Europe begins from a position of strength, with excellent research institutions, global opinion leaders in clinical research, and leading healthcare systems. It has been a vital source of scientific and medical progress for centuries and strives to remain an important global player in conducting clinical trials. The problem is in converting these strengths into a more efficient and attractive research landscape.
The global environment is increasingly competitive. With large competitors, such as the US and China, growing their share of clinical trials, and smaller competitors such as Japan, South Korea, and Australia using flexibility to their advantage, EU stakeholders must pull together to unlock their full potential. To do this, we must foster dialogue, while working together to resolve problems swiftly at the national and European level.
Time to ACT Faster
The good news is that Europe already has a platform for multistakeholder collaboration which, with renewed urgency from all sides, can be a catalyst for concrete progress. The Accelerating Clinical Trials in the EU (ACT EU) initiative was launched in 2022 by the European Commission, the European Medicines Agency (EMA), and Heads of Medicines Agencies (HMA). It seeks to create a favorable environment in the life sciences through harmonization, innovation, and collaboration with stakeholders. ACT EU builds on the momentum of implementing the EU Clinical Trials Regulation (CTR) and the Clinical Trials Information System (CTIS), exploring ways to incorporate new approaches and sources of data that can enable dynamic and robust evidence generation.
The first two years of the ACT EU initiative have already delivered advances on several fronts and have inspired hope for a new era in EU clinical research. This promise has not yet been realized, but ACT EU provides a solid foundation on which to build.
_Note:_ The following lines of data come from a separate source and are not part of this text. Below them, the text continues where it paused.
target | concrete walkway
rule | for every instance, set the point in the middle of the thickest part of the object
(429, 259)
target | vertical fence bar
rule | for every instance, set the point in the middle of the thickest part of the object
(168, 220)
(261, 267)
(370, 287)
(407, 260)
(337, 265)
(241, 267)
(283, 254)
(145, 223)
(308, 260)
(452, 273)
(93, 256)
Fundamentally, ACT EU has brought the European clinical research community together to focus on a vision for 2030 in which clinical evidence is guided by shared data, knowledge, and expertise. It is a future where innovative trials with harmonized/interactive platforms are at the heart of the regulatory system; a future in which we see increased harmonization and collaboration among Member States and ethics committees, supplemented by real-world evidence and new methodologies where appropriate. High levels of transparency will remain central to this system so that societal trust is preserved and, crucially, the patient voice should play a strong role in the work of authorities and industry at every stage.